Tractebel has been selected to head the consortium of PULSAR. It is a research and innovation project funded by the European Commission to develop nuclear technology to power space missions. The project will be funded by the Euratom Research and Training Program (2021-2025), a complementary funding program to Horizon Europe covering nuclear research and innovation.

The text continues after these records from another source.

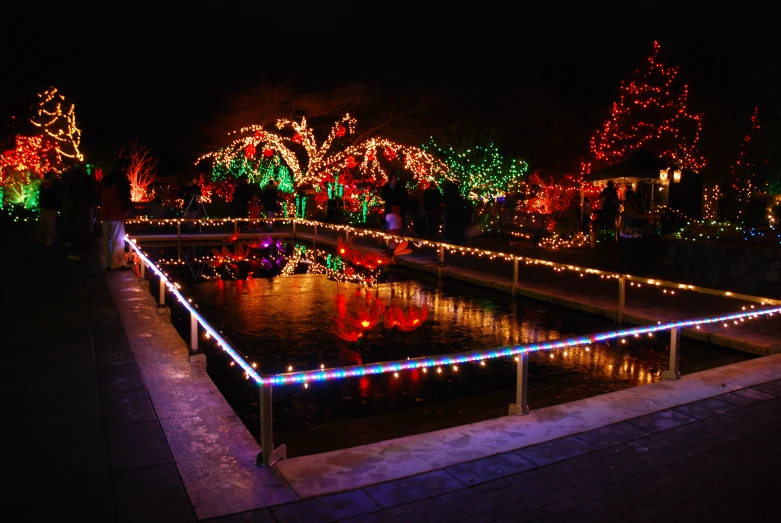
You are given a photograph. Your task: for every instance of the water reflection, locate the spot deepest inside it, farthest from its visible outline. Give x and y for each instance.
(288, 323)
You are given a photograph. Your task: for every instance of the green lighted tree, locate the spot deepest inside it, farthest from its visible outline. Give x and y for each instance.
(481, 172)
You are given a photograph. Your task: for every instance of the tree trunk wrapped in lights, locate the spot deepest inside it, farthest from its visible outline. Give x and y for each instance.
(141, 172)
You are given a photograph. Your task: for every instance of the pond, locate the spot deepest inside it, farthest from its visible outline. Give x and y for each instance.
(301, 317)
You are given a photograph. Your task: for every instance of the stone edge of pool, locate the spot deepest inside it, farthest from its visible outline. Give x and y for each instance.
(215, 452)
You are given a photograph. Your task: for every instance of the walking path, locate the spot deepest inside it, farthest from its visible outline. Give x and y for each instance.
(110, 421)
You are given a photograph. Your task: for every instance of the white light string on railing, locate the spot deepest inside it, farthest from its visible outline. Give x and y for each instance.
(458, 249)
(452, 359)
(224, 345)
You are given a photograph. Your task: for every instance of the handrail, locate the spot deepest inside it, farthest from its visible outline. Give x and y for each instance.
(269, 454)
(187, 304)
(512, 350)
(480, 252)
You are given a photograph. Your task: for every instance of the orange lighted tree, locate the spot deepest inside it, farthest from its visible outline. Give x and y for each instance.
(141, 172)
(57, 118)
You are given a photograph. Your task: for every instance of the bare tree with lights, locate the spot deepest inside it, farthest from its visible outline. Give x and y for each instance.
(57, 118)
(651, 113)
(141, 172)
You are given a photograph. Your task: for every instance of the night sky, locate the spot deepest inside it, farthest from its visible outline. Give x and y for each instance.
(544, 87)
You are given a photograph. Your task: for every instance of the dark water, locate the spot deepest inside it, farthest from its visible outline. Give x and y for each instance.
(290, 322)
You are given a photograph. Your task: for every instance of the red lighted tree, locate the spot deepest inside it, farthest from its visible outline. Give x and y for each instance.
(141, 172)
(744, 171)
(650, 113)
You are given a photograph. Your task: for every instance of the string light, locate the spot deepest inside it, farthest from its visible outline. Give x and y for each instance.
(650, 113)
(57, 123)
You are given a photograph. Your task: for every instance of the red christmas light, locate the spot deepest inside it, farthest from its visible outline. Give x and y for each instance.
(650, 113)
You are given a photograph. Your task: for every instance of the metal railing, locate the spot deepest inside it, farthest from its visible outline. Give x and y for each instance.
(269, 454)
(442, 248)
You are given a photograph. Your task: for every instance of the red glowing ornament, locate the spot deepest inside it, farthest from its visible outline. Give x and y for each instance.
(405, 320)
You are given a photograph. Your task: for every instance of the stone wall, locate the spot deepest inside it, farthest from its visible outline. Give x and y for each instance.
(746, 270)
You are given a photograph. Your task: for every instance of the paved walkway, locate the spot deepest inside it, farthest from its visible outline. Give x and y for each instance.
(87, 442)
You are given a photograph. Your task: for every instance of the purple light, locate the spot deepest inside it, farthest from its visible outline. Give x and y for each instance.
(187, 305)
(450, 359)
(433, 361)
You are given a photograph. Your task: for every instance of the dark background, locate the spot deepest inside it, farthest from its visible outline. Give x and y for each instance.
(541, 83)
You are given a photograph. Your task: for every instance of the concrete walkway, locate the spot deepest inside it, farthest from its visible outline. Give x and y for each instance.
(110, 421)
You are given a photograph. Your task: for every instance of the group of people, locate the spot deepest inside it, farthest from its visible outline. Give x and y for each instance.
(82, 203)
(430, 211)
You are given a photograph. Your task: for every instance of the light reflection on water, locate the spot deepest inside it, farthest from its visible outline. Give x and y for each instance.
(287, 322)
(283, 322)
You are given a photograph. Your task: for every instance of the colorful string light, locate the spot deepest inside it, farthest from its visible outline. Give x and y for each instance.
(650, 113)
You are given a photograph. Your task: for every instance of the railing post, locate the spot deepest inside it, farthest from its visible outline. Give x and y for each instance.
(193, 332)
(161, 299)
(521, 405)
(673, 373)
(268, 455)
(441, 261)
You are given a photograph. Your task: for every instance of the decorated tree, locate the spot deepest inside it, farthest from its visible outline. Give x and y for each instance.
(57, 119)
(481, 172)
(743, 172)
(312, 164)
(141, 172)
(22, 168)
(651, 113)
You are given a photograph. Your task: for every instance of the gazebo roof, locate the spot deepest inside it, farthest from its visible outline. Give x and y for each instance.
(640, 166)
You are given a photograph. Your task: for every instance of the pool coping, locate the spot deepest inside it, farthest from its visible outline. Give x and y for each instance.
(338, 471)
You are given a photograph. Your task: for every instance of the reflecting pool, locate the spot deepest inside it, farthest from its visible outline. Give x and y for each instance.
(309, 314)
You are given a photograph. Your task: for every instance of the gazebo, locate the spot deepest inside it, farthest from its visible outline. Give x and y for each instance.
(657, 183)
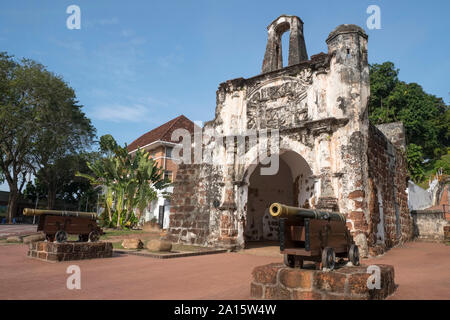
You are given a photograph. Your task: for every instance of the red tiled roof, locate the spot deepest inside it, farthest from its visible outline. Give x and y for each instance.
(163, 132)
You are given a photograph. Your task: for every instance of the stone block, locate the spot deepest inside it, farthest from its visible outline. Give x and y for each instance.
(277, 281)
(256, 290)
(277, 293)
(306, 295)
(266, 274)
(14, 239)
(56, 252)
(330, 281)
(296, 278)
(34, 238)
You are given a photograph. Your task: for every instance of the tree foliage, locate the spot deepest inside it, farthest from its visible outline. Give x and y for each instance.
(130, 182)
(426, 117)
(41, 123)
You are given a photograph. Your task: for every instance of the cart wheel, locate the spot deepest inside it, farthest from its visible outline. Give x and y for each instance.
(61, 236)
(289, 260)
(328, 258)
(83, 237)
(353, 255)
(94, 236)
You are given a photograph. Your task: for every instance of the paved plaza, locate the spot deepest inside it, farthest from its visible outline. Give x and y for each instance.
(421, 271)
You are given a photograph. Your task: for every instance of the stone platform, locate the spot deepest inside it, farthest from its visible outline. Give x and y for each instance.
(67, 251)
(278, 282)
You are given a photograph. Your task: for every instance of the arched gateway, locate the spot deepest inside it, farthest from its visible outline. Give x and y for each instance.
(310, 120)
(293, 185)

The technology could be used to explore the moon and Mars. It could also help establish a permanent base on the moon, the so-called “Moon Village” promoted by ESA. Moreover, the technology has applications beyond space exploration. The RPS could be easily adapted to provide power in challenging environments on earth such as in deep geological repositories for storing nuclear waste, the deep sea or in isolated areas where a deployable long-lived power system is required such as remote mines

Tractebel will conduct research on dynamic radioisotope power systems (RPS) fueled by plutonium 238 (Pu-238) for space applications. The project will complement the study that Tractebel has already been carrying out on behalf of the European Space Agency (ESA) to evaluate the possibility of producing Pu-238 in Europe. RPS are vital to providing spacecrafts and astronauts with electricity and heat where the sun does not provide sufficient power usually set as being beyond the orbit of Mars.

A typical configuration of an ASRG. Image: NASA Glenn.

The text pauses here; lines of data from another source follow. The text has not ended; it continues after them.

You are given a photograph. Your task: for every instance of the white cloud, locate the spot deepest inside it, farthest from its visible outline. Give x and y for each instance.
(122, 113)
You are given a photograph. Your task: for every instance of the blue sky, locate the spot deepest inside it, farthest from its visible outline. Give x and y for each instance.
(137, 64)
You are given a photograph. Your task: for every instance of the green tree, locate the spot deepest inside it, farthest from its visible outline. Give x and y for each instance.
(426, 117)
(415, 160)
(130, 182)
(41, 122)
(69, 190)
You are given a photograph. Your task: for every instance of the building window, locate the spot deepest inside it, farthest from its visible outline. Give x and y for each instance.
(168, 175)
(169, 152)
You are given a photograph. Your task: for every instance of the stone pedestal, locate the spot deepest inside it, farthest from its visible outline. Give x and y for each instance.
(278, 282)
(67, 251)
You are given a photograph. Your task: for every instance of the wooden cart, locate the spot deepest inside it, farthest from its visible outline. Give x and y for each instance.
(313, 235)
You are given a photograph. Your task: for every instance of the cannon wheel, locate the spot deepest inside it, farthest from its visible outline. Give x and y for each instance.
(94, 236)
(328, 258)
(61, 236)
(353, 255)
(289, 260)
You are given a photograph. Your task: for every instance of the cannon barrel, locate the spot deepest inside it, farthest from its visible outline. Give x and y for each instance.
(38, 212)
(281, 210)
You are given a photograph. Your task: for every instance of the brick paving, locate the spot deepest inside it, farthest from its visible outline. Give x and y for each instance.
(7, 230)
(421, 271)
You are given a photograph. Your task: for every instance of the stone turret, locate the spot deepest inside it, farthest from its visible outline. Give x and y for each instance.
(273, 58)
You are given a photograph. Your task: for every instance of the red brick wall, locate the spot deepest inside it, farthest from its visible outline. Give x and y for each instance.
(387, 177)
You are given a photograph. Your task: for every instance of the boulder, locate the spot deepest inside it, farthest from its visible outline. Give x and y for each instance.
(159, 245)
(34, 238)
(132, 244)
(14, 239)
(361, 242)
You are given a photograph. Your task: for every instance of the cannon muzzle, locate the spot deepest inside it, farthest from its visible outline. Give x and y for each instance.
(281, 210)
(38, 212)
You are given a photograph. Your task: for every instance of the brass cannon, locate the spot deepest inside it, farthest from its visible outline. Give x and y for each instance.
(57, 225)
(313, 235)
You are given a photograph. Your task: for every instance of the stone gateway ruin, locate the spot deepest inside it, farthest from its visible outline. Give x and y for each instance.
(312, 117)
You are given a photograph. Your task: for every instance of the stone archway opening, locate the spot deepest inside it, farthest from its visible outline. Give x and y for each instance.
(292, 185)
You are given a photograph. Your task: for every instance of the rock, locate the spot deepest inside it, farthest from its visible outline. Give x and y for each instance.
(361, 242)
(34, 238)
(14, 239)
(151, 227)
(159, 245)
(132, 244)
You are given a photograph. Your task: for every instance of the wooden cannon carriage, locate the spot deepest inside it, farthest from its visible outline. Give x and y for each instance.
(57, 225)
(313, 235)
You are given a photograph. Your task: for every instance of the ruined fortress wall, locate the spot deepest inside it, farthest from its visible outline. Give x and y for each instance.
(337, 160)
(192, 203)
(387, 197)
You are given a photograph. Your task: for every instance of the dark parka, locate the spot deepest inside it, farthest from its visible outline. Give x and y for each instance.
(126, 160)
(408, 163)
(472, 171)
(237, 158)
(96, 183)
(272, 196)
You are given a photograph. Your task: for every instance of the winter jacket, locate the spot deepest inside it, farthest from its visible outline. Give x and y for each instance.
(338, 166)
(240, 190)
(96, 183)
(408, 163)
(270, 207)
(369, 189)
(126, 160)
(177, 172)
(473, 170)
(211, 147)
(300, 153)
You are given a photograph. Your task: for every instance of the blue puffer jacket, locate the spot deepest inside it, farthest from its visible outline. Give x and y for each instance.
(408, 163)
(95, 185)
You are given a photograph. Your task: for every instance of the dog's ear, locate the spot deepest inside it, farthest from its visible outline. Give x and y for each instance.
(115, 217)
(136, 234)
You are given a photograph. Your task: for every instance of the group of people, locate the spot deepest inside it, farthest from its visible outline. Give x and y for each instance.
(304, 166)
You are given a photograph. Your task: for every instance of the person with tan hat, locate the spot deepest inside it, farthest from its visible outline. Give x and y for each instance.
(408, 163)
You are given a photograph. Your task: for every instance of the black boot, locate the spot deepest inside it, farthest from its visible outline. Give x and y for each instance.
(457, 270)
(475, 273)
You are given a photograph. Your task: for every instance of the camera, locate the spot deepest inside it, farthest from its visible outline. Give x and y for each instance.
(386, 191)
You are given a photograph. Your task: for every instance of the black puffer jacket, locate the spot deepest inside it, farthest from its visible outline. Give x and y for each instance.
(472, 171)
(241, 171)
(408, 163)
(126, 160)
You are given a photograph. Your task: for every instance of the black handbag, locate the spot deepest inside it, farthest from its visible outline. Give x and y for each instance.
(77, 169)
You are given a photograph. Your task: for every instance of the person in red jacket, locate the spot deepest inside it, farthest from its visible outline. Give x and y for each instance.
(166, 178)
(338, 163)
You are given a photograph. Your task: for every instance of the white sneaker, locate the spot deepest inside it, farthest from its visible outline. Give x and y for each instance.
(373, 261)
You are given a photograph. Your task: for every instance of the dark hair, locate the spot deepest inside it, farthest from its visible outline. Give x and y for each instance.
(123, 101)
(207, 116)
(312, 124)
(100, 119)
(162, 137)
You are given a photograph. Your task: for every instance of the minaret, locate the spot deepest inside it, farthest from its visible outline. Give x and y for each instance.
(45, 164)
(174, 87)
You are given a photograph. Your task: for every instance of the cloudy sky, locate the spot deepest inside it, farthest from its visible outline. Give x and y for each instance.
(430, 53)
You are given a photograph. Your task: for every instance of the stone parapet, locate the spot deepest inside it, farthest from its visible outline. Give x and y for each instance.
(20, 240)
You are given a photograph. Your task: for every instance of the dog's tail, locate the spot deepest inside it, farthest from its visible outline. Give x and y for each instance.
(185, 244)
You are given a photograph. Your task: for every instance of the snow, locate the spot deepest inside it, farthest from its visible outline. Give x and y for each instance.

An RPS uses the heat from the natural radioactive decay of PU-238 to produce electric power. An RPS provides power for spacecraft by converting heat generated by the natural radioactive decay of its fuel source, plutonium dioxide, into electricity using devices called thermocouples.

European Consortium Stakeholders

The PULSAR project brings together leading stakeholders in the fields of aerospace and nuclear within a consortium led by Tractebel. The consortium includes the Joint Research Centre (JRC) of the European Commission, the Belgian Nuclear Research Centre SCK CEN, the French Alternative Energies and Atomic Energy Commission CEA, INCOTEC, ArianeGroup, Airbus Defense and Space, the University of Bourgogne Franche Comté and Arttic. Each partner will bring state-of-the-art expertise in its respective field, to contribute to the success of this Europe-wide project.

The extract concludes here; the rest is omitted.